On Tuesday, the Centre announced it would borrow Rs 6.55 lakh crore in the second half of this fiscal out of total gross market borrowing of Rs 15.43 lakh crore projected for 2023-24 in dated securities.
While they will be spread over 20 weekly auctions, government securities worth Rs 30,000 crore, or 4.58 per cent of the target, will have a tenure of 50 years.
The half-century security will be added to other long-dated ones such as 30 years and 40 years. The first 40-year bond was auctioned by the Reserve Bank of India (RBI) in October 2015. Before that, the 30-year bond was the longest-duration security issued by the government.

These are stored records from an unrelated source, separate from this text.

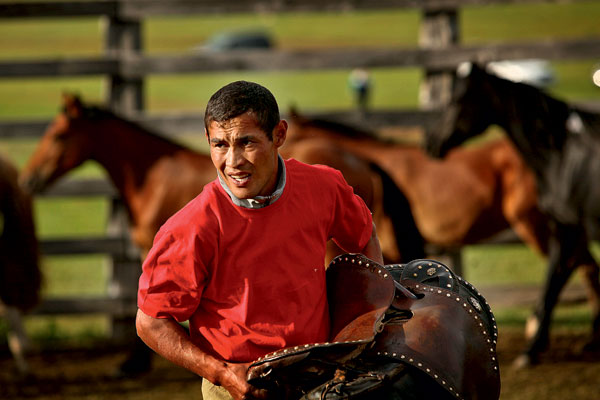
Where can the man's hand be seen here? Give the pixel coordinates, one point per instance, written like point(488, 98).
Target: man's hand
point(234, 380)
point(169, 339)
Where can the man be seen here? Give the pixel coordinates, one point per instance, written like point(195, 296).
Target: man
point(243, 262)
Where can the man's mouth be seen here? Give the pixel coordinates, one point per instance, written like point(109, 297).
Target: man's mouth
point(240, 179)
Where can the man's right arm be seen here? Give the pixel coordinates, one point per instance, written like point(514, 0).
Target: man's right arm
point(170, 340)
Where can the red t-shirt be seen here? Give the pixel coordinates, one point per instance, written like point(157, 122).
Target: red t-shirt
point(252, 281)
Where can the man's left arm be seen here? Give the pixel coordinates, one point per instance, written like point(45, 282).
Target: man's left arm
point(372, 249)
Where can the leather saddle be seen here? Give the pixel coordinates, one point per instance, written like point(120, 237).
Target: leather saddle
point(400, 331)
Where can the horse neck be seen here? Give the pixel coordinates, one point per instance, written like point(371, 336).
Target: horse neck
point(127, 153)
point(534, 121)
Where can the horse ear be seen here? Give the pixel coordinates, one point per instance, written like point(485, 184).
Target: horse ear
point(72, 105)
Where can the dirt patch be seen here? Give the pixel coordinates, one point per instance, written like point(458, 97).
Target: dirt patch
point(68, 375)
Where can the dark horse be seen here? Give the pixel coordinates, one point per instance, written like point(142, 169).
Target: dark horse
point(561, 145)
point(20, 276)
point(155, 177)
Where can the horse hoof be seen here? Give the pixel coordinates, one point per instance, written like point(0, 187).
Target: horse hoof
point(592, 347)
point(522, 362)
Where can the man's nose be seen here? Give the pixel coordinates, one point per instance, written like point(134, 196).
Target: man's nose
point(234, 157)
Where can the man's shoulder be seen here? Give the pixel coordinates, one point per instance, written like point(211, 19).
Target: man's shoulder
point(199, 209)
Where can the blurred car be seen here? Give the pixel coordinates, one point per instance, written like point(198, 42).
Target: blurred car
point(533, 72)
point(237, 40)
point(596, 75)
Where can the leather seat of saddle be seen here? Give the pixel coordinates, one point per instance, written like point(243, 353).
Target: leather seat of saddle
point(419, 314)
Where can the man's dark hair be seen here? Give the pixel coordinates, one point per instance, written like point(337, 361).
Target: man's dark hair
point(239, 97)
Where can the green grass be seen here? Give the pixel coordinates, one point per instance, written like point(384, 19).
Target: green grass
point(312, 90)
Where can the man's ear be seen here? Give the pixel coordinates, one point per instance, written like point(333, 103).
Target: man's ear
point(279, 133)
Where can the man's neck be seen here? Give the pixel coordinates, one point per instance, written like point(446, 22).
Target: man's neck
point(260, 201)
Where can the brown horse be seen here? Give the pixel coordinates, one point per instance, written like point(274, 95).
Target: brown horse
point(466, 198)
point(560, 144)
point(155, 177)
point(20, 275)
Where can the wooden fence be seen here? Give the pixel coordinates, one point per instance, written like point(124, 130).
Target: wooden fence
point(126, 67)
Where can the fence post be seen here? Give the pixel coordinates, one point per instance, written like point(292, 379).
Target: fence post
point(124, 37)
point(439, 29)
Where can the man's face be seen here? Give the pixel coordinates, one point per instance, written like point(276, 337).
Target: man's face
point(244, 156)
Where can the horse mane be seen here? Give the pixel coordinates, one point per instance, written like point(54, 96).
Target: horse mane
point(534, 102)
point(100, 113)
point(20, 274)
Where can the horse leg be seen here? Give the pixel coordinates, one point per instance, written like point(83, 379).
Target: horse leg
point(17, 338)
point(563, 246)
point(590, 272)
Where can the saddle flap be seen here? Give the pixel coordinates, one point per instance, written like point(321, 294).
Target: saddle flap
point(359, 292)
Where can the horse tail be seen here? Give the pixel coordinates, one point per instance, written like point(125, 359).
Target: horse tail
point(20, 275)
point(409, 241)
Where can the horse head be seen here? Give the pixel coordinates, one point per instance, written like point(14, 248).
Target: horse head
point(470, 112)
point(63, 146)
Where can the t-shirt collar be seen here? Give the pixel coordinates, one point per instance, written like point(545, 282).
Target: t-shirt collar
point(259, 201)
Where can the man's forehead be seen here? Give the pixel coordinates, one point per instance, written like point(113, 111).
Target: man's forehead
point(242, 125)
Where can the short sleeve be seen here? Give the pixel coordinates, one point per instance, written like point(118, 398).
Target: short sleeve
point(172, 277)
point(352, 224)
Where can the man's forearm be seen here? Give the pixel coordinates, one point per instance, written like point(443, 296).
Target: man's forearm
point(170, 340)
point(373, 249)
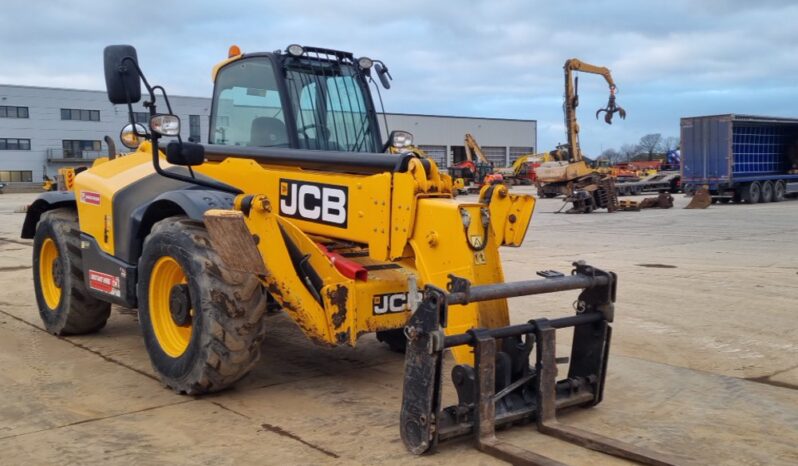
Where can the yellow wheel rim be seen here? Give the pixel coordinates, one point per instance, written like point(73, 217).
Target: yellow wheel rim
point(172, 338)
point(50, 273)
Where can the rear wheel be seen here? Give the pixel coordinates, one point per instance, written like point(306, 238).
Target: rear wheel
point(750, 193)
point(65, 305)
point(766, 192)
point(779, 191)
point(202, 323)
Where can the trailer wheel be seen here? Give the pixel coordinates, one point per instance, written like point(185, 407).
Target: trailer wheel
point(202, 323)
point(750, 193)
point(779, 191)
point(766, 194)
point(65, 306)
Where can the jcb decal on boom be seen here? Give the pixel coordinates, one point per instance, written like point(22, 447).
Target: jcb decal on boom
point(391, 302)
point(314, 202)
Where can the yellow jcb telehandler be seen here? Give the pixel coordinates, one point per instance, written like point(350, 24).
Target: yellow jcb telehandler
point(296, 202)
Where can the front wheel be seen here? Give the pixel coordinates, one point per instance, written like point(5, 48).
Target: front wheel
point(65, 305)
point(202, 323)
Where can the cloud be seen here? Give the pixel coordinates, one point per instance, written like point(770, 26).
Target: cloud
point(479, 58)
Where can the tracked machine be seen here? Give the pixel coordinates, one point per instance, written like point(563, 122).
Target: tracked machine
point(569, 174)
point(296, 203)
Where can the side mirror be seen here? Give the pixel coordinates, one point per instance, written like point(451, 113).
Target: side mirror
point(186, 154)
point(122, 80)
point(383, 74)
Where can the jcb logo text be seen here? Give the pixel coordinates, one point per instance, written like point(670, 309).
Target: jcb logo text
point(315, 202)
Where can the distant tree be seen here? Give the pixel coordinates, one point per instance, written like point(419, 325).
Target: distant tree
point(670, 143)
point(628, 151)
point(611, 155)
point(650, 144)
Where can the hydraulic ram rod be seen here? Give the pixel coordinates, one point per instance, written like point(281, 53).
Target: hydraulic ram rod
point(525, 288)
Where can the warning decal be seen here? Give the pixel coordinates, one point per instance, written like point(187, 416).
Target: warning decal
point(104, 283)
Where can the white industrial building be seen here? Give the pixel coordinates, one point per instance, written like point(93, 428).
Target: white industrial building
point(42, 129)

According to the issuance calendar announced by the RBI, the sum of Rs 30,000 crore to be raised from 50-year G-Secs will be raised in three auctions: October 30-November 3, December 11-15 and January 22-26, 2024.
At a very simplistic level, a 50-year bond means the repayment burden falls on our grandchildren.
Market circles said it has been launched to meet the demand from insurance and pension funds. "The life insurance sector may be interested in ultra-long tenure bonds to manage their ALM (asset and liability management) profile,’’ Aditi Nayar, chief economist, Icra, said.
Gaura Sengupta, economist at IDFC First Bank, said the size of the auctions is in the range of Rs 30,000-39,000 crore per week, similar to the average size of Rs 31,000-39,000 crore in the first half of the fiscal.
However, the borrowing calendar in the second half is slightly more concentrated in ultra-long bonds (30 years to 50 years) at 35 per cent compared with 34 per cent in April-September spread across 30-40 years.
She said the expansion of the formal sector is a factor behind the launch of the 50-year bond, with households allocating a higher share of financial savings in life insurance, pensions and provident funds.
Gupta expects India’s inclusion into JP Morgan’s emerging market bond index from the next year will keep G-sec yield capped, countering upward pressure from elevated crude oil prices and higher US treasury yields.
“Domestically, net G-sec and SDL (state development loans) supply will be lower in the second half 2023-24 at Rs 7.9 trillion versus Rs 9.9 trillion in the first half. Investor demand tends to pick up in the second half of the financial year. Moreover, in case inclusion into Bloomberg Global Aggregate Index is announced 10-year yield could fall below 7 per cent by March 2024,’’ she said.